Anyone worrying that "issues" might get in the way of a good game needn't worry. I only played a short section of Hellblade but it looked great, offering mystery and teeth-gritting fights. Combat is tough and tense, and has that same sense that one simple mistake can cost you your life that you find in the Dark Souls games. There's no hack-and-slash button mash here; it's an early build but seems to reward timing and precision, where you watch patterns to push the slim advantages that open up in your favour.
"What we have at the moment is basic," admits Matthews. "It's essentially a one-on-one fighter. The camera is very tight.
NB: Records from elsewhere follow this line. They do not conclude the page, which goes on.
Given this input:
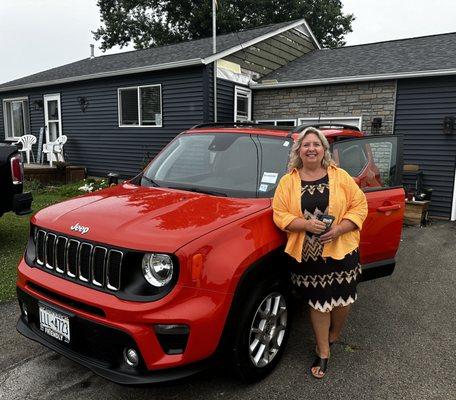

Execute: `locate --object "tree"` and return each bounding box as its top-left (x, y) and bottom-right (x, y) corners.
top-left (93, 0), bottom-right (355, 51)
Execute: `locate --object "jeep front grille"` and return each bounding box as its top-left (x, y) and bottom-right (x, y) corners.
top-left (35, 229), bottom-right (124, 291)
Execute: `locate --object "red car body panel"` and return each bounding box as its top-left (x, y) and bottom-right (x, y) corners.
top-left (31, 183), bottom-right (270, 253)
top-left (17, 128), bottom-right (404, 384)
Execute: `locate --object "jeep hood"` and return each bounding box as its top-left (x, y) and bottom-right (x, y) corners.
top-left (32, 183), bottom-right (271, 253)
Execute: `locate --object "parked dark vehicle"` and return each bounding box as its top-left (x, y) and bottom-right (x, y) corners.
top-left (0, 143), bottom-right (33, 216)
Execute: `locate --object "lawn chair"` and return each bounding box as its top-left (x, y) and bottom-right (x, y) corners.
top-left (43, 135), bottom-right (68, 167)
top-left (13, 135), bottom-right (36, 164)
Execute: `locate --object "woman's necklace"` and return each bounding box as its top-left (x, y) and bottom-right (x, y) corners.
top-left (299, 168), bottom-right (328, 182)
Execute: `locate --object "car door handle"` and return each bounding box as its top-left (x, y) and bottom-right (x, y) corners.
top-left (377, 204), bottom-right (401, 212)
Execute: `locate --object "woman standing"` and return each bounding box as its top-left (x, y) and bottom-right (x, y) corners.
top-left (273, 127), bottom-right (367, 378)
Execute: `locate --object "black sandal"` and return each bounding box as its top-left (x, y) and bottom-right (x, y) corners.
top-left (310, 356), bottom-right (329, 379)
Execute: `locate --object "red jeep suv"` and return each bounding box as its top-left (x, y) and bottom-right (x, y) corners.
top-left (17, 123), bottom-right (404, 384)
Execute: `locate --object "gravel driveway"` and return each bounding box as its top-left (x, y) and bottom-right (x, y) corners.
top-left (0, 222), bottom-right (456, 400)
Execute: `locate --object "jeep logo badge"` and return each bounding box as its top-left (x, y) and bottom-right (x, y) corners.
top-left (70, 223), bottom-right (90, 235)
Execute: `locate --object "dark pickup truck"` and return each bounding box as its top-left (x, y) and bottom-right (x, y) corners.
top-left (0, 143), bottom-right (33, 217)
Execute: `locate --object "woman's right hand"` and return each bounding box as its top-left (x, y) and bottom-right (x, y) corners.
top-left (305, 218), bottom-right (326, 235)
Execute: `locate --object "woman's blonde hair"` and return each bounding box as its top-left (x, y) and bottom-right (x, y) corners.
top-left (288, 126), bottom-right (335, 171)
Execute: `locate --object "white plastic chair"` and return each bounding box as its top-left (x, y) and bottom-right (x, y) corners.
top-left (14, 135), bottom-right (36, 164)
top-left (43, 135), bottom-right (68, 167)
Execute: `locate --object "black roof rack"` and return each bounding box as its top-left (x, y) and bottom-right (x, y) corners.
top-left (190, 122), bottom-right (290, 131)
top-left (290, 121), bottom-right (360, 136)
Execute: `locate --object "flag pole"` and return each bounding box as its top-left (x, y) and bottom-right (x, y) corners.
top-left (212, 0), bottom-right (217, 122)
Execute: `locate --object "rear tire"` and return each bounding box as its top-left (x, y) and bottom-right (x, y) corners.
top-left (231, 281), bottom-right (291, 383)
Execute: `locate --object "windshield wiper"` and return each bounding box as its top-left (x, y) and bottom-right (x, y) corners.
top-left (141, 175), bottom-right (160, 187)
top-left (167, 186), bottom-right (227, 197)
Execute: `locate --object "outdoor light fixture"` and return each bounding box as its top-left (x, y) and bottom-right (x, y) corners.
top-left (78, 96), bottom-right (89, 112)
top-left (33, 100), bottom-right (43, 111)
top-left (443, 116), bottom-right (455, 135)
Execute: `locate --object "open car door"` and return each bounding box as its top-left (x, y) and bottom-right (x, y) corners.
top-left (332, 135), bottom-right (405, 280)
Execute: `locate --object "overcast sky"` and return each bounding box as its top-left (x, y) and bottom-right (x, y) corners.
top-left (0, 0), bottom-right (456, 83)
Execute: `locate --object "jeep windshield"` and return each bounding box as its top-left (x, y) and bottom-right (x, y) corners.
top-left (140, 133), bottom-right (291, 198)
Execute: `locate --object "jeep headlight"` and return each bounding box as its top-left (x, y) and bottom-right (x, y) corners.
top-left (142, 253), bottom-right (174, 287)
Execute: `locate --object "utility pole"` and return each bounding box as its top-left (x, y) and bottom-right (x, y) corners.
top-left (212, 0), bottom-right (217, 122)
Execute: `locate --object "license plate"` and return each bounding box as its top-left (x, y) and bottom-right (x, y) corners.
top-left (39, 304), bottom-right (70, 343)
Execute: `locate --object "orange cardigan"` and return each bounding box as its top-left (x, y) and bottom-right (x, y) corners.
top-left (272, 165), bottom-right (367, 262)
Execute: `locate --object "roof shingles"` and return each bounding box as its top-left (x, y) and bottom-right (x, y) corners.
top-left (0, 21), bottom-right (296, 89)
top-left (263, 33), bottom-right (456, 83)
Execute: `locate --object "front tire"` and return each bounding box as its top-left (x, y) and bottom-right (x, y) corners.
top-left (232, 282), bottom-right (291, 382)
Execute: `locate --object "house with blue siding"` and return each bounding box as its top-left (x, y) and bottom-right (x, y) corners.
top-left (0, 19), bottom-right (319, 177)
top-left (250, 33), bottom-right (456, 220)
top-left (0, 19), bottom-right (456, 220)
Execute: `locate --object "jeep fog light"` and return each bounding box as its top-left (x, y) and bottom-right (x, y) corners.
top-left (124, 349), bottom-right (139, 367)
top-left (142, 253), bottom-right (173, 287)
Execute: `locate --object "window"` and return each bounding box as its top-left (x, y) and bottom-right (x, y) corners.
top-left (118, 85), bottom-right (162, 127)
top-left (234, 86), bottom-right (252, 122)
top-left (3, 97), bottom-right (30, 140)
top-left (256, 119), bottom-right (296, 126)
top-left (332, 135), bottom-right (400, 188)
top-left (298, 117), bottom-right (362, 129)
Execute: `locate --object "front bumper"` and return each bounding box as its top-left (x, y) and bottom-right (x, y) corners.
top-left (17, 261), bottom-right (231, 384)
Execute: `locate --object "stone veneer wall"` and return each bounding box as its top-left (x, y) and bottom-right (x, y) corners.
top-left (253, 81), bottom-right (396, 134)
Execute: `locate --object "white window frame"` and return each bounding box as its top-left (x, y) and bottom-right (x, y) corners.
top-left (2, 96), bottom-right (30, 142)
top-left (298, 116), bottom-right (363, 130)
top-left (255, 118), bottom-right (296, 126)
top-left (234, 86), bottom-right (252, 122)
top-left (117, 83), bottom-right (163, 128)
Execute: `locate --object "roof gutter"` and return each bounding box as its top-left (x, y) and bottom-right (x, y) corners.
top-left (250, 69), bottom-right (456, 90)
top-left (0, 58), bottom-right (203, 93)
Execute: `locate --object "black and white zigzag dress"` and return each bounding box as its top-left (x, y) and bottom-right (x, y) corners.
top-left (291, 175), bottom-right (361, 312)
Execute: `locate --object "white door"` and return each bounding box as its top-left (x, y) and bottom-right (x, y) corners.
top-left (44, 94), bottom-right (62, 161)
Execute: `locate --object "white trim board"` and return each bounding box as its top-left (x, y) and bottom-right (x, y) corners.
top-left (233, 86), bottom-right (252, 122)
top-left (117, 83), bottom-right (163, 128)
top-left (250, 69), bottom-right (456, 90)
top-left (202, 18), bottom-right (321, 64)
top-left (0, 58), bottom-right (202, 93)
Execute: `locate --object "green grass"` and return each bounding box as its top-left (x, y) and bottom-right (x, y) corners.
top-left (0, 182), bottom-right (84, 301)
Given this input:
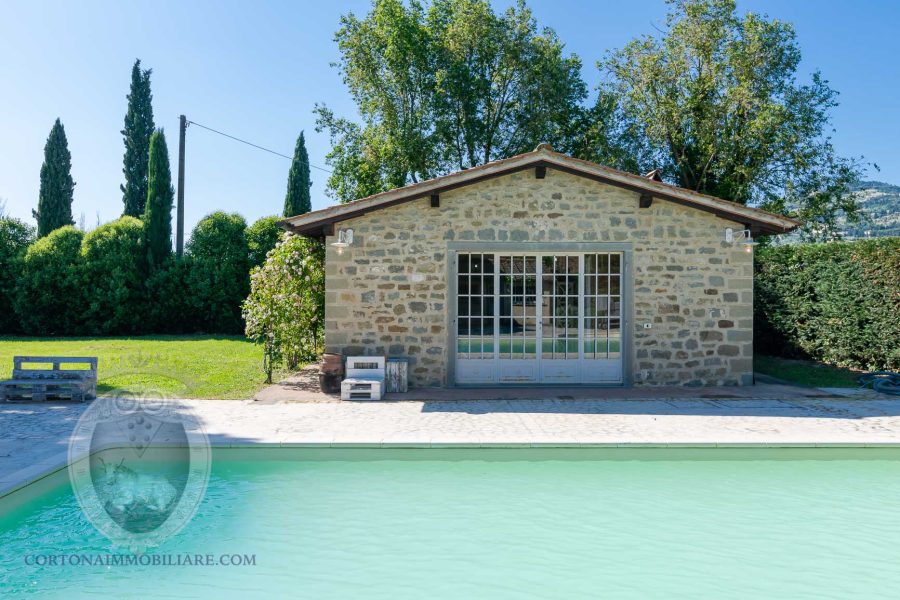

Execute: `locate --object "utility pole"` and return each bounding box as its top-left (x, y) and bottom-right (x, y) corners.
top-left (175, 115), bottom-right (187, 256)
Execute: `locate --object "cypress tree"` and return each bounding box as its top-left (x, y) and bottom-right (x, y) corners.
top-left (143, 129), bottom-right (175, 268)
top-left (31, 119), bottom-right (75, 237)
top-left (284, 131), bottom-right (312, 217)
top-left (119, 60), bottom-right (154, 218)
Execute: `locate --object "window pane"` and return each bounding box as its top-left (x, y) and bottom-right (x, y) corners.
top-left (597, 254), bottom-right (609, 273)
top-left (482, 275), bottom-right (494, 294)
top-left (471, 254), bottom-right (481, 273)
top-left (609, 254), bottom-right (622, 273)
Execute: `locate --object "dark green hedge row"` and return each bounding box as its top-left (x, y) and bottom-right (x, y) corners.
top-left (0, 212), bottom-right (279, 336)
top-left (754, 238), bottom-right (900, 370)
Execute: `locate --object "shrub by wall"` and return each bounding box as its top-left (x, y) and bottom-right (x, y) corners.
top-left (184, 212), bottom-right (250, 333)
top-left (754, 238), bottom-right (900, 370)
top-left (0, 218), bottom-right (34, 333)
top-left (244, 235), bottom-right (325, 380)
top-left (15, 225), bottom-right (85, 335)
top-left (81, 216), bottom-right (147, 335)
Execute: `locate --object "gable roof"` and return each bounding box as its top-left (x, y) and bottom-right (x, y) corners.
top-left (279, 144), bottom-right (801, 237)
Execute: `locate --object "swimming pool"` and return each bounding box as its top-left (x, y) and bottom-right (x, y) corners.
top-left (0, 448), bottom-right (900, 599)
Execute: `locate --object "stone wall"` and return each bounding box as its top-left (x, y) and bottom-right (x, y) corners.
top-left (325, 169), bottom-right (753, 386)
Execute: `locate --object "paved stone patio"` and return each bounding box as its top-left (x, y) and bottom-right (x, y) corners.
top-left (0, 388), bottom-right (900, 495)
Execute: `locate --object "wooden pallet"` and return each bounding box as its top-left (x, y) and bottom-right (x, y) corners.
top-left (0, 356), bottom-right (97, 402)
top-left (0, 379), bottom-right (86, 402)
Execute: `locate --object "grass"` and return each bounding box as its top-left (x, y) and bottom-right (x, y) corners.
top-left (753, 354), bottom-right (863, 388)
top-left (0, 335), bottom-right (286, 400)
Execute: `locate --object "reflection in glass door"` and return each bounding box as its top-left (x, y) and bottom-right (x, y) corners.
top-left (497, 255), bottom-right (538, 383)
top-left (540, 255), bottom-right (582, 383)
top-left (581, 253), bottom-right (622, 383)
top-left (454, 252), bottom-right (623, 384)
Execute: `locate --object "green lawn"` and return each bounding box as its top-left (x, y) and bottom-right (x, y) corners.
top-left (0, 335), bottom-right (284, 400)
top-left (753, 354), bottom-right (862, 387)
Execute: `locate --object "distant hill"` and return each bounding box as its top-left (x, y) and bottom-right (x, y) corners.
top-left (841, 181), bottom-right (900, 239)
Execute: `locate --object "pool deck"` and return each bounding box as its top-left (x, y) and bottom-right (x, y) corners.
top-left (0, 386), bottom-right (900, 496)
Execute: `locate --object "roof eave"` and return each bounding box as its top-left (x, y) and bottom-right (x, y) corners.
top-left (279, 150), bottom-right (802, 237)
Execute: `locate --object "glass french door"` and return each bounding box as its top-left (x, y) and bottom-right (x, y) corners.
top-left (455, 252), bottom-right (622, 384)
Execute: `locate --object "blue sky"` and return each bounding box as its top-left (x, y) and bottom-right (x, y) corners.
top-left (0, 0), bottom-right (900, 231)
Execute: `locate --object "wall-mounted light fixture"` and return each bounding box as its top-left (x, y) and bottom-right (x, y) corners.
top-left (331, 229), bottom-right (353, 254)
top-left (725, 227), bottom-right (759, 252)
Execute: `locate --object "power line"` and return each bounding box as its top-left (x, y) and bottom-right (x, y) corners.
top-left (188, 121), bottom-right (331, 173)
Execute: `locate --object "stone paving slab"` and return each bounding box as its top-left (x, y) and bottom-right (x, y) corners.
top-left (0, 394), bottom-right (900, 495)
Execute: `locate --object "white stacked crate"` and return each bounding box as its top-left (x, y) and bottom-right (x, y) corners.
top-left (341, 356), bottom-right (385, 400)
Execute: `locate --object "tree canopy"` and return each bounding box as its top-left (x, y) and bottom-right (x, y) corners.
top-left (582, 0), bottom-right (861, 237)
top-left (316, 0), bottom-right (587, 201)
top-left (32, 119), bottom-right (75, 237)
top-left (120, 60), bottom-right (155, 218)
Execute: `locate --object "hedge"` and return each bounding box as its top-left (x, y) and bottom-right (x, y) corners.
top-left (0, 212), bottom-right (281, 336)
top-left (0, 218), bottom-right (34, 333)
top-left (754, 238), bottom-right (900, 370)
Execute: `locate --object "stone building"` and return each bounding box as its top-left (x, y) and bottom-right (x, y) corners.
top-left (283, 145), bottom-right (798, 386)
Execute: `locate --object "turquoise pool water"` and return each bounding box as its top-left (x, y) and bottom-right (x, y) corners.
top-left (0, 449), bottom-right (900, 599)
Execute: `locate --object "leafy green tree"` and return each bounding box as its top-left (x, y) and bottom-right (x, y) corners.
top-left (579, 0), bottom-right (861, 237)
top-left (247, 217), bottom-right (284, 268)
top-left (284, 131), bottom-right (312, 217)
top-left (243, 235), bottom-right (325, 383)
top-left (0, 217), bottom-right (34, 333)
top-left (185, 211), bottom-right (250, 333)
top-left (120, 60), bottom-right (155, 218)
top-left (316, 0), bottom-right (587, 201)
top-left (143, 129), bottom-right (175, 269)
top-left (31, 119), bottom-right (75, 237)
top-left (80, 216), bottom-right (148, 335)
top-left (14, 225), bottom-right (85, 335)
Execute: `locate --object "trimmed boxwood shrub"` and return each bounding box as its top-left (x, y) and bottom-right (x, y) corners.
top-left (15, 225), bottom-right (85, 335)
top-left (185, 211), bottom-right (250, 333)
top-left (754, 238), bottom-right (900, 370)
top-left (247, 217), bottom-right (284, 269)
top-left (0, 218), bottom-right (34, 333)
top-left (81, 216), bottom-right (147, 335)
We wanted it to feel like each fight matters." It's going to evolve through development into a combo system, says Matthews, and there's only one weapon involved: "It's up to you as a player what works for you."
Put the sword away and Senua will move a little quicker as the camera pans out for a wider a view. It's not the traditional third-person view seen in something like the Witcher, more over-the-shoulder, and seemingly designed to create a feeling of claustrophobia despite being outdoors.
The last element of Hellblade is its puzzles, which blend into the environment and are revealed by Senua's extra sense. Once triggered, the world looks a little differently and it's easier to find clues related to your objectives. "It's linked to this idea that people who experience psychosis see patterns in the world," offers Matthews. "The world around Senua affects her fear and it intensifies."
One such puzzle involves completing a stone circle and following shafts of light breaking through the clouds. It's subtle to the point of being esoteric, but that's more appealing to me than a screaming neon arrow pointing the way, and it makes a nice cerebral break from the punishing sword fighting.
Hellblade is a game where you stand your ground and fight to the death. It achieves a sense of tension found in games like Resident Evil or Dark Souls, where single fights are meaningful, and the relief of surviving another encounter is tangible. But aside from the traditional game it's addressing
It's such a wide-ranging area, metal health; people's experiences are unique to them. We can't hope to portray an individual experience, but if we can be truthful to them and learn from them then we can do it justice.
Hellblade is coming to PS4 and PC. There's "about another year" of development left.